I FIRST MET WILLIAMS in 2000 when she was a student at Queens University of Charlotte. She coordinated music and cultural events for a student organization, and I was the staff advisor. Back then, we would sometimes butt heads—a typical student-versus-advisor relationship.

The Florida native developed an interest in advocacy work after graduation in 2004, working for get-out-the-vote programs that year in low-income African-American communities in Orlando. “I think it was the first time I really saw, in stark black and white, racial inequality,” she says.

Back in Charlotte and working for LAC in 2012, Williams coordinated a clown protest of a neo-Nazi rally. The protest’s motto was: “We’re dressed as clowns, but you’re the ones who look funny.” The protesters used noisemakers to drown out most of the rally’s speeches, and a video from the event went viral. 

Today, at 37, Williams works for the City of Charlotte as coordinator for the Civic Leadership Academy, a free 12-week program for adults who want to learn about city government. She hopes to direct graduates to city advisory boards.

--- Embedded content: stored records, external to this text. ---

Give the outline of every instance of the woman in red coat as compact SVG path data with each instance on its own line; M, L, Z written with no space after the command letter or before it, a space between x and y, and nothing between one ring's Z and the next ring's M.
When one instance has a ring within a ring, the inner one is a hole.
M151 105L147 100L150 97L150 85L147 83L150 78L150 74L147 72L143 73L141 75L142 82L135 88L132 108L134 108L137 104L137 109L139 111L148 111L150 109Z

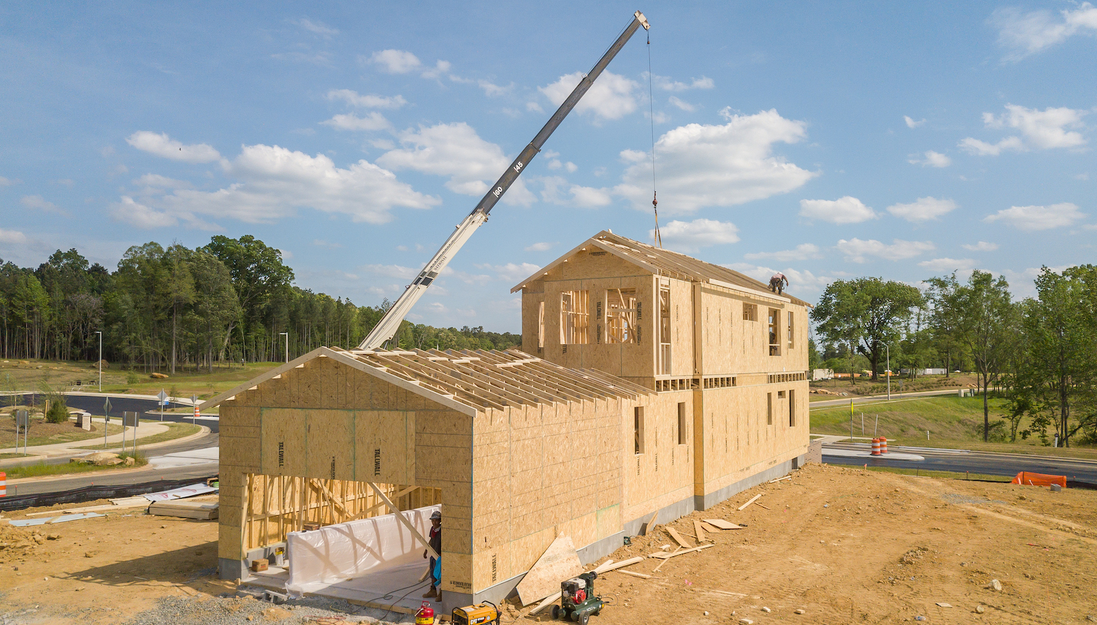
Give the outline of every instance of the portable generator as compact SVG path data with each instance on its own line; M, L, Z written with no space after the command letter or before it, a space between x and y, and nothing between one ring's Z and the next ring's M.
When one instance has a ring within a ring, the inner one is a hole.
M559 584L559 605L552 606L553 618L568 618L587 625L590 616L602 611L602 598L595 594L598 573L589 571Z
M490 601L453 609L453 625L499 625L499 607Z

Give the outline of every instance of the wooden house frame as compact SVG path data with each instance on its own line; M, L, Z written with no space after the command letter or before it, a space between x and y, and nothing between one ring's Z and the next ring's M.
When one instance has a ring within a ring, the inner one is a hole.
M609 231L514 290L521 351L321 347L203 403L222 577L289 532L441 503L449 611L505 598L559 535L592 561L802 464L805 302Z

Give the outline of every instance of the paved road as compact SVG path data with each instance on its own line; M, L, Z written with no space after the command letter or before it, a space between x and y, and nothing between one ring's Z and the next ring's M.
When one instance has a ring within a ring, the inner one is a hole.
M841 388L838 388L838 389L835 389L835 390L836 391L840 391ZM955 394L957 394L957 389L945 389L945 390L940 390L940 391L919 391L917 393L897 393L897 392L892 391L892 401L895 401L895 400L905 400L905 399L912 399L912 398L927 398L927 397L932 397L932 395L953 395L953 397L955 397ZM861 395L849 395L849 397L845 397L845 398L837 399L837 400L818 400L818 401L813 401L813 402L811 402L808 404L808 408L815 409L815 408L834 408L836 405L849 405L849 401L850 400L853 401L853 405L857 405L859 403L868 403L868 402L875 403L878 401L886 400L886 399L887 399L886 394L883 394L883 395L864 395L864 397L861 397Z
M15 395L18 403L27 404L32 400L39 401L36 393L27 393L23 395ZM93 415L102 416L103 414L103 400L106 395L66 395L65 403L69 408L75 408L78 410L90 412ZM125 412L139 412L142 413L142 418L160 418L160 414L146 414L148 412L157 412L160 410L160 404L156 400L140 399L140 398L129 398L125 395L110 395L111 397L111 418L121 418L123 411ZM0 399L0 405L11 405L10 398ZM190 408L190 404L169 402L168 408ZM166 413L162 415L161 421L173 421L176 423L191 423L191 413ZM217 432L217 420L216 418L199 418L195 423L200 423L210 428L211 432Z
M867 449L867 445L830 445L839 449ZM824 447L823 461L832 465L868 464L870 467L898 467L903 469L920 468L930 471L971 471L988 476L1016 476L1020 471L1066 476L1068 480L1097 484L1097 460L1079 458L1062 458L1052 456L1025 456L1019 454L995 454L993 451L964 451L957 449L931 449L926 447L898 447L893 450L914 453L923 456L920 461L896 460L884 457L841 457L826 454Z

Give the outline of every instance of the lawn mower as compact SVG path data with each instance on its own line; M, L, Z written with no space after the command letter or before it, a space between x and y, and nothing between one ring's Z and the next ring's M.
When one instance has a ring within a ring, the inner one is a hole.
M579 625L587 625L590 615L602 611L602 598L595 594L595 571L583 573L559 584L559 605L552 606L553 618L568 618Z

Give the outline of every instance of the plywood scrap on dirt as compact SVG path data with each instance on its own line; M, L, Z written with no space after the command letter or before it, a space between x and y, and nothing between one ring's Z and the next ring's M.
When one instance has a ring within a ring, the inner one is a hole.
M559 582L583 572L583 562L570 536L557 536L538 558L522 581L518 582L518 599L529 605L559 590Z

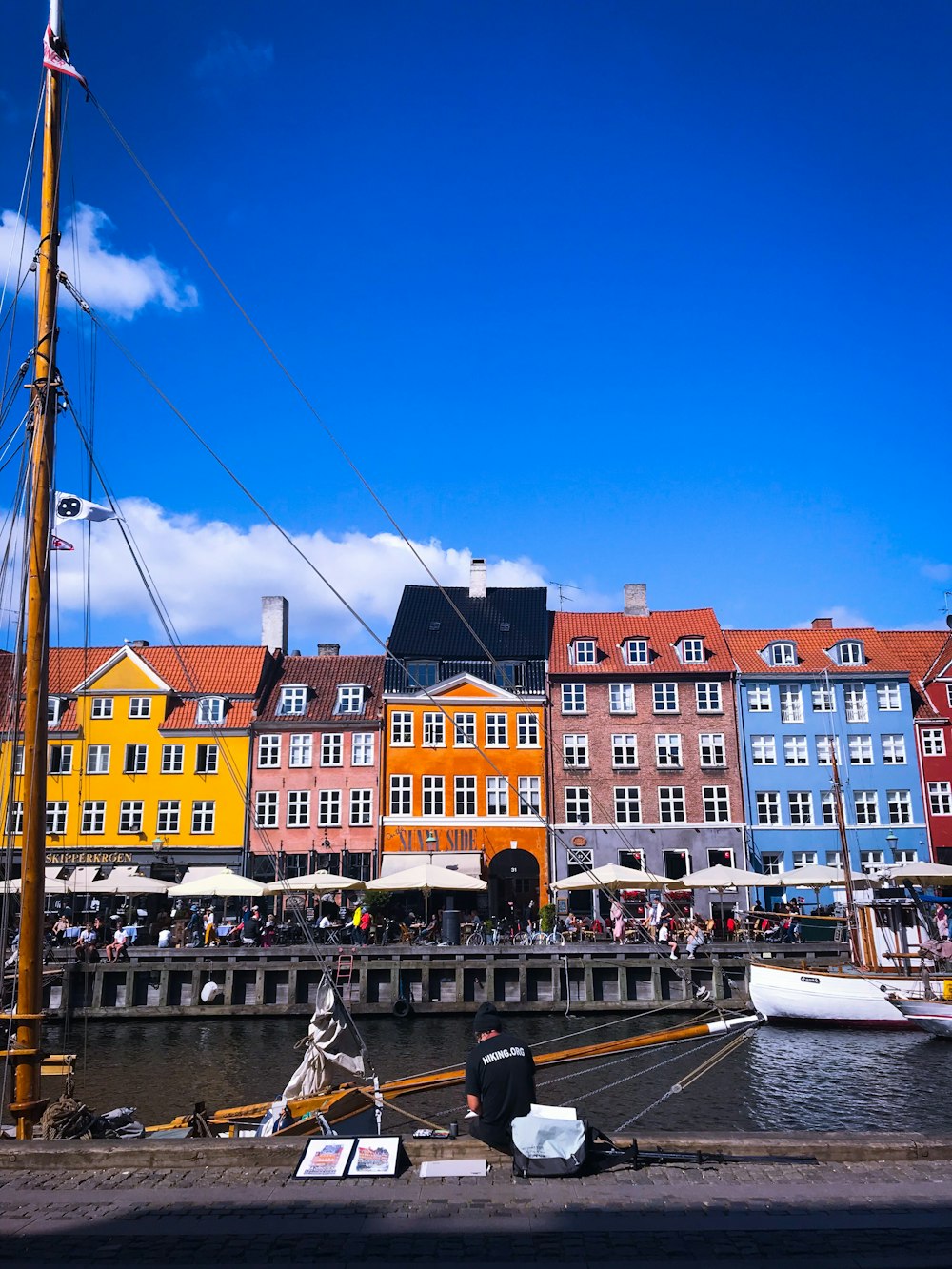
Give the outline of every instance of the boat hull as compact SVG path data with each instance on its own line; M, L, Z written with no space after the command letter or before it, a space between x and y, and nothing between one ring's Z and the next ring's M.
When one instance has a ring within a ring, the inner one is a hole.
M754 961L749 990L754 1008L769 1023L911 1029L915 1023L889 995L922 996L923 982L900 973L793 970ZM933 990L942 994L942 978L933 980Z
M952 1039L952 1000L894 1000L902 1016L942 1039Z

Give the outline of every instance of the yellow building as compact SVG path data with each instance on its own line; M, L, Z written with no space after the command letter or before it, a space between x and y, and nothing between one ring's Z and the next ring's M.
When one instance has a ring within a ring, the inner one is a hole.
M263 647L51 650L47 864L240 864L250 723L275 673Z

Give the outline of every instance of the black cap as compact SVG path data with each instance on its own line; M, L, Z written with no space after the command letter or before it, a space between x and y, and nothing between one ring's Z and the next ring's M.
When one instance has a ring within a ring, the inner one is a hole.
M486 1000L476 1010L476 1016L472 1020L472 1029L476 1036L481 1036L487 1030L503 1029L503 1019L496 1013L496 1006L490 1000Z

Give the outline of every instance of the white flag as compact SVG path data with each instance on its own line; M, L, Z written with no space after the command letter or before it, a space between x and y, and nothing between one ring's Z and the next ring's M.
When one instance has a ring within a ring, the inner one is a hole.
M77 494L56 494L56 524L69 524L70 520L117 520L118 515L109 506L88 503Z

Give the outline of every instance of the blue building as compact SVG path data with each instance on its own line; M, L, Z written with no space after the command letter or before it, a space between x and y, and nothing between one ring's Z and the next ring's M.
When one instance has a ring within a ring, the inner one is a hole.
M840 865L834 753L853 869L928 859L909 676L886 640L830 618L725 636L739 671L750 863Z

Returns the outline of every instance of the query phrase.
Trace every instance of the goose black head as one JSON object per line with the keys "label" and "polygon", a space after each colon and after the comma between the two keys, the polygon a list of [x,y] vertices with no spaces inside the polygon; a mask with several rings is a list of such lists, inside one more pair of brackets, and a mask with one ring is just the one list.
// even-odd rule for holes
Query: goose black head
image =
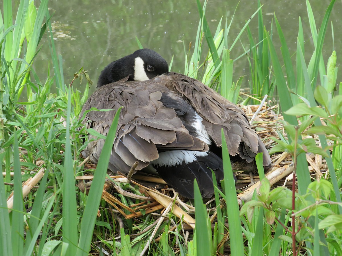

Her principal job, though, is mom. Ez is almost three. Armando, 25, graduated from Queens in 2016. Valeria, 24, studies early childhood education at Central Piedmont Community College; Maria, 22, is a junior biology major at Queens; and Sandra, 21, studies interior architecture as a freshman at UNC Greensboro. Leslie, 19, is a senior at East Meck and looks forward to attending college in the fall.


WILLIAMS RIDES an electric scooter to our meeting uptown in November. She wears bright yellow socks covered with pink and purple cow heads. They’re Andy Warhol socks, part of her growing collection of themed footwear. Most days, she posts a photo of her feet on Instagram. She says it brings her a little joy to battle the grief.

On October 15, 2017, Maschal went to the hospital with a severe headache. The doctors ran tests, found nothing alarming, and discharged her after three hours. On the way home, she vomited in the car and was so disoriented that Williams took her right back to the hospital.

She had suffered a stroke, and doctors told Williams her wife wouldn’t survive. Maschal died two days later.

Almost every day for nine months afterward, Williams posted a photo and story about Maschal on social media. Lately, her posts focus on Ez. “I know Laura is proud of the little dude Ez is becoming,” Williams wrote in a July Instagram post to mark Ez’s second birthday. “He’s so sweet and loving and precocious. Just like her.” 

Williams and I discuss what she’s lost—and gained. “A lot of people look at me, single with six kids, and think that must be harrowing,” she says. “Honestly, I just feel lucky that I have them. I feel like we have this really cool thing that we created here. I never knew that I wanted to have a big family, and if it weren’t for Armando, we wouldn’t have realized what else there was in the universe.”